Por Óscar Herrera (@MaverickGold)
¿Este año nos podremos ilusionar de verdad? Esta es la pregunta que se hace el tinerfeñismo cuando está a punto de cambiar de rojo a verde el semáforo de La Liga 1|2|3| 2018/19.
Hay una mezcla de ferviente deseo y pánico sobre la trayectoria de los de Etxeberria en la temporada que arranca en Tarragona. Lo cierto es que, sobre el papel, hay motivos para pensar que hay materia prima de calidad para ser un bloque competitivo y ganador.
El problema es que eso mismo piensa el 80 % del resto de rivales en una categoría tan selvática como esta, donde abunda una fauna que hace de la Segunda División una Liga tan apasionante como peligrosa.
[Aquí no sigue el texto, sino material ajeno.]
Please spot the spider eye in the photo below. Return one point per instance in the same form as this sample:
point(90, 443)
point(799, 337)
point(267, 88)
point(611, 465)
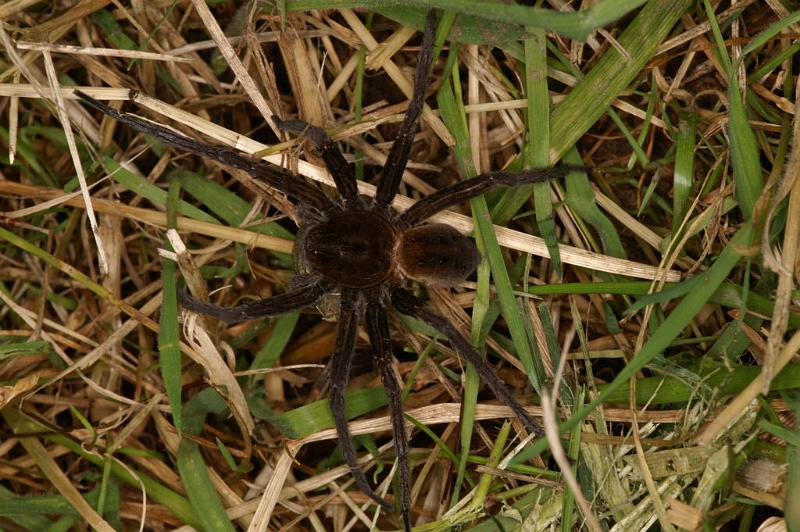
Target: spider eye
point(437, 254)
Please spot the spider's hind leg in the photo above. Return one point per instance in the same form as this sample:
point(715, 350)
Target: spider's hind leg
point(346, 331)
point(407, 303)
point(378, 330)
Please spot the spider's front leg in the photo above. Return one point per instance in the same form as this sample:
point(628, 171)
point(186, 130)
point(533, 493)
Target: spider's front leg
point(273, 175)
point(340, 170)
point(346, 331)
point(469, 188)
point(307, 293)
point(407, 303)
Creo de verdad que el CD Tenerife puede estar en un peldaño superior a lo que vimos la temporada pasada, y eso ya sería suficiente como para aspirar a ser aspirante.
Sin ruido, que tanto daño hizo hace un año, pero sin perder un ápice de la ambición que debe acompañar siempre a este club. Posiblemente no tengamos la mejor plantilla de la categoría, ni al entrenador más experimentado, ni el presupuesto más elevado, ni el respaldo más numeroso en la grada; pero hay algo en lo que sí estamos en el podio de la Liga, como es la capacidad de reinventarnos año tras año y volver a activar el ilusiómetro desde el minuto uno.
Espero que este se mantenga al alza todo el curso para no estar en lo más alto en otra clasificación en la que somos especialistas: la del canibalismo y la antropofagia.